As an example, the Nasdaq index fund was heavily invested in the dot-com bubble of 1997-2000 by virtue of its focus on the technology sector. While the index itself collapsed in value afterwards, individual managers had the chance to avoid the whole situation. Several played it savvy and either sold early or hung onto the stock of companies that survived such as Amazon.com, which went from $107 to $7 a share but rebounded dramatically over the following decade. As of 2015, Amazon hasn't been below $200 a share since 2012.

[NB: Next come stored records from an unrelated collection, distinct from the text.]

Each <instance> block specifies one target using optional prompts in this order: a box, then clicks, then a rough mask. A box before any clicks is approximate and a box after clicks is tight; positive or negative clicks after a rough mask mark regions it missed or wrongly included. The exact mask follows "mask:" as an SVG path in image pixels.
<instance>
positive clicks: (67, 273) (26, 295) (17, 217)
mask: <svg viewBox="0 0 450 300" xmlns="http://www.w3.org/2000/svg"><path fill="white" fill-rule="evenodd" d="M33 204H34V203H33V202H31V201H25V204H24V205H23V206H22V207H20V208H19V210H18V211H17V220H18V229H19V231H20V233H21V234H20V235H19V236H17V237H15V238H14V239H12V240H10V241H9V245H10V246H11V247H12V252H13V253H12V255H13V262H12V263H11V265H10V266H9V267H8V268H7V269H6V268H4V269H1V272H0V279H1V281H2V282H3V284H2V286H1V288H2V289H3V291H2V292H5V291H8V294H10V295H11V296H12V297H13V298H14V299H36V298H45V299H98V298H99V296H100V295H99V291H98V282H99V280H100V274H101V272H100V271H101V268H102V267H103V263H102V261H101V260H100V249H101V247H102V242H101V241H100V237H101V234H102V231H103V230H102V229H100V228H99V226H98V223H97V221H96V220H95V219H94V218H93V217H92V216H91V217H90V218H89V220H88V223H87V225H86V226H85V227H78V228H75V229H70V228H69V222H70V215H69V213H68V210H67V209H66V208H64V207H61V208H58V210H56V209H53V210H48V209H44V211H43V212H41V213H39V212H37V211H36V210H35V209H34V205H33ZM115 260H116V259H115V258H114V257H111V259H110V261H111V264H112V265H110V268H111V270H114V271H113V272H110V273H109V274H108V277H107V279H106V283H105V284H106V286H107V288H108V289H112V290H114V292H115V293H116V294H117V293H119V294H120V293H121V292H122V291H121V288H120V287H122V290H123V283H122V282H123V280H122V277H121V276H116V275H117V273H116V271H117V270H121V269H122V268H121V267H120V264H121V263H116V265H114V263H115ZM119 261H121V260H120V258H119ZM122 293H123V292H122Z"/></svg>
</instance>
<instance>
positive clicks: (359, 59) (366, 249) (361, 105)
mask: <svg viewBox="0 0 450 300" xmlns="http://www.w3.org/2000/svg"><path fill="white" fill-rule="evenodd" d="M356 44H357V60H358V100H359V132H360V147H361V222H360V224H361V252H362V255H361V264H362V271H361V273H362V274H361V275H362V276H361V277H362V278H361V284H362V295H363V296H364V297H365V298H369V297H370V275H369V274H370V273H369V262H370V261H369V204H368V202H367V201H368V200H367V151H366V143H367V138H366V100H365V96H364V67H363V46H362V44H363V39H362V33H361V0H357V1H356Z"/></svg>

Conversely, managers often look for stock of companies that are undervalued by the market as a whole, picking them up before the general index twigs to their real value. This is called value investing, and it is the primary draw when investing in a managed fund.

No Control

Another downside to indexes is that investors are involved with and supporting all the companies on that index. If an investor dislikes a company for moral or personal reasons but that company is on his index, he has no way of removing his money from that company without exiting the index fund entirely. With a managed fund, on the other hand, all it takes is a simple call to the manager stating that he does not want to have money involved with that company.

Risk Vs. Reward

Investment is comparable to legalized gambling, but instead of putting money toward random balls bouncing across a wheel, an investor is putting money toward which companies will do well in the future and away from those which will not. Index funds are like betting on red every time; it's safe, which is both its upside and downside. Choosing one's own investments or leaving them to a trader is risky because it involves the human element, but it's also where the big rewards come from. Make the choice between indexed and managed funds knowing that difference.